Often it is those physical impacts that have the biggest negative impact on our health and our quality of life. Making an attempt to reduce both the frequency and severity of anxiety experiences will have an immediate positive effect on the body.
It’s important that you recognize these physical manifestations of anxiety. Think of them as warning signals. When you start to notice them, it’s time to get proactive about dialing your anxiety down. Let’s take a look at what you might experience on the physical side of anxiety.

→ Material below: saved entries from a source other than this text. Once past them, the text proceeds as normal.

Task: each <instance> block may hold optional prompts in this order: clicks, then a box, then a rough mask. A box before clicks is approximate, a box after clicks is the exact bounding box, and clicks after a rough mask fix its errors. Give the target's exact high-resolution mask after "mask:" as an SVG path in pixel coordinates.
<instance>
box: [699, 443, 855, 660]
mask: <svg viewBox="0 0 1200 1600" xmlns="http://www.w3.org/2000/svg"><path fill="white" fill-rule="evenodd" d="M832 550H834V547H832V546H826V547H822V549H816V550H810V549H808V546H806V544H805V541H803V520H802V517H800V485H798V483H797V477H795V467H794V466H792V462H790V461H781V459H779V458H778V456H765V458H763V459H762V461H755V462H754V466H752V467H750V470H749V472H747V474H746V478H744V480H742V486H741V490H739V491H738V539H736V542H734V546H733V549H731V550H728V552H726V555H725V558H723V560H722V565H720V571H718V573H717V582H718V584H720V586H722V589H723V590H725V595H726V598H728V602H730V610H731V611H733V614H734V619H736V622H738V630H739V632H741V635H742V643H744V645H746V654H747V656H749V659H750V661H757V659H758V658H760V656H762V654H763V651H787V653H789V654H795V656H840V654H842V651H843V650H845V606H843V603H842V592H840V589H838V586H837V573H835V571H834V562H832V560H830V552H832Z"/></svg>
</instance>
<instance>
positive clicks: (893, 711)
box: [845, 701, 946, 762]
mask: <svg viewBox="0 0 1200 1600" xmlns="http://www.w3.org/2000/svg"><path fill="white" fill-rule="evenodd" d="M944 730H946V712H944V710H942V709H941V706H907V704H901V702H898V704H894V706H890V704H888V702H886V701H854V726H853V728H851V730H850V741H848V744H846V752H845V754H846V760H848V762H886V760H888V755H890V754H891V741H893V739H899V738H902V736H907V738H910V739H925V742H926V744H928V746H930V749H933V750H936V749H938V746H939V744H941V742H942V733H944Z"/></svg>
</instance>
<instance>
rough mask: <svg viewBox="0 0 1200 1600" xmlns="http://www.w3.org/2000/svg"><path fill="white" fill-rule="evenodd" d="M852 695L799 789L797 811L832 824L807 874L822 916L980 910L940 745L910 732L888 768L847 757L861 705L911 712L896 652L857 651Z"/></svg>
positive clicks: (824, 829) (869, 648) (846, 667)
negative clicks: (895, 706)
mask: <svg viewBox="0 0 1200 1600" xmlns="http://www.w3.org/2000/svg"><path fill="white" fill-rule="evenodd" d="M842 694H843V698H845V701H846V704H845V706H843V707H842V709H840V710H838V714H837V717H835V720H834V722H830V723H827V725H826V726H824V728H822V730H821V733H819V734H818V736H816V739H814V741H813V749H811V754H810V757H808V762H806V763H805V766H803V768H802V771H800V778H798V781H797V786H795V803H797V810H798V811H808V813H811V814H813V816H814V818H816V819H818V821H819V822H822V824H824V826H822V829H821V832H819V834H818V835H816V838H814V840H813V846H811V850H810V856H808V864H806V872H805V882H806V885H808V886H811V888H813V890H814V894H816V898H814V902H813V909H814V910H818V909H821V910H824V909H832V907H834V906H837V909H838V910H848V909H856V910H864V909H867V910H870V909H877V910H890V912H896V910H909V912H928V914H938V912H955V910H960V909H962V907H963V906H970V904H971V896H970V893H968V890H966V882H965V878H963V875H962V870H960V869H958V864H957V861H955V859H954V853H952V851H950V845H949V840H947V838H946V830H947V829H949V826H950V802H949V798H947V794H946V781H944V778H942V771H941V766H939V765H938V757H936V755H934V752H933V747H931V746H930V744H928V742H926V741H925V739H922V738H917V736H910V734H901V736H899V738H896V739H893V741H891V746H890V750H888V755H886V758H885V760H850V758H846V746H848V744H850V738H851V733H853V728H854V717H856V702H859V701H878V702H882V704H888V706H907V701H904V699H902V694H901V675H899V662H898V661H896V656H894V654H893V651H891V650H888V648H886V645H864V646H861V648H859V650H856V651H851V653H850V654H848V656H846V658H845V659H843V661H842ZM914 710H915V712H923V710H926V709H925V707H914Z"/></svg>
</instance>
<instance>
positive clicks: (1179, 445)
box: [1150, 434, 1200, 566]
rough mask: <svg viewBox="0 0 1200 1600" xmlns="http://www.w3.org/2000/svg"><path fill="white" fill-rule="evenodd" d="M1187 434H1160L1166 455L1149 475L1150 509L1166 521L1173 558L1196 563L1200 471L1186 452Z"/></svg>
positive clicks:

Often your first sign of anxiety is that you’re having trouble sleeping. It may be harder to fall asleep with random thoughts running through your head. Or you may wake up in the middle of the night with worries.
Sweating and sweaty hands, in particular, are another sign that you’re getting anxious and stressed out. Listen to your body and work on calming down. Running your hands under slightly cool water can give you immediate relief, but won’t help reduce your anxiety.
Pounding Heartbeat and Headache
As your anxiety and your stress level go up, you may start to notice a pounding heartbeat. Your body is pumping blood through your system in an effort to get ready for a fight or flight. With the increased adrenalin and higher blood pressure, you may also start to get a headache.
Nausea or Upset Stomach
Nausea and an upset stomach can be another physical symptom of anxiety. I’m sure you’ve experienced this at times when you were nervous about an exam or public speaking engagement. You know your anxiety is spiraling up when you start to feel extremely nauseous.
Fatigue and Weakness
Listen to your body. Being on high alert for long periods of time, as during an anxiety attack, is exhausting. Get extra rest when you can and don’t push yourself too hard.
As the level of anxiety rises, you’ll see some of these physical symptoms increase. You can quickly move from having trouble sleeping to full-blown insomnia. If it lasts for more than a couple of nights, and your attempts to relax and reduce your level of anxiety, it may be time to get professional help so you can rest.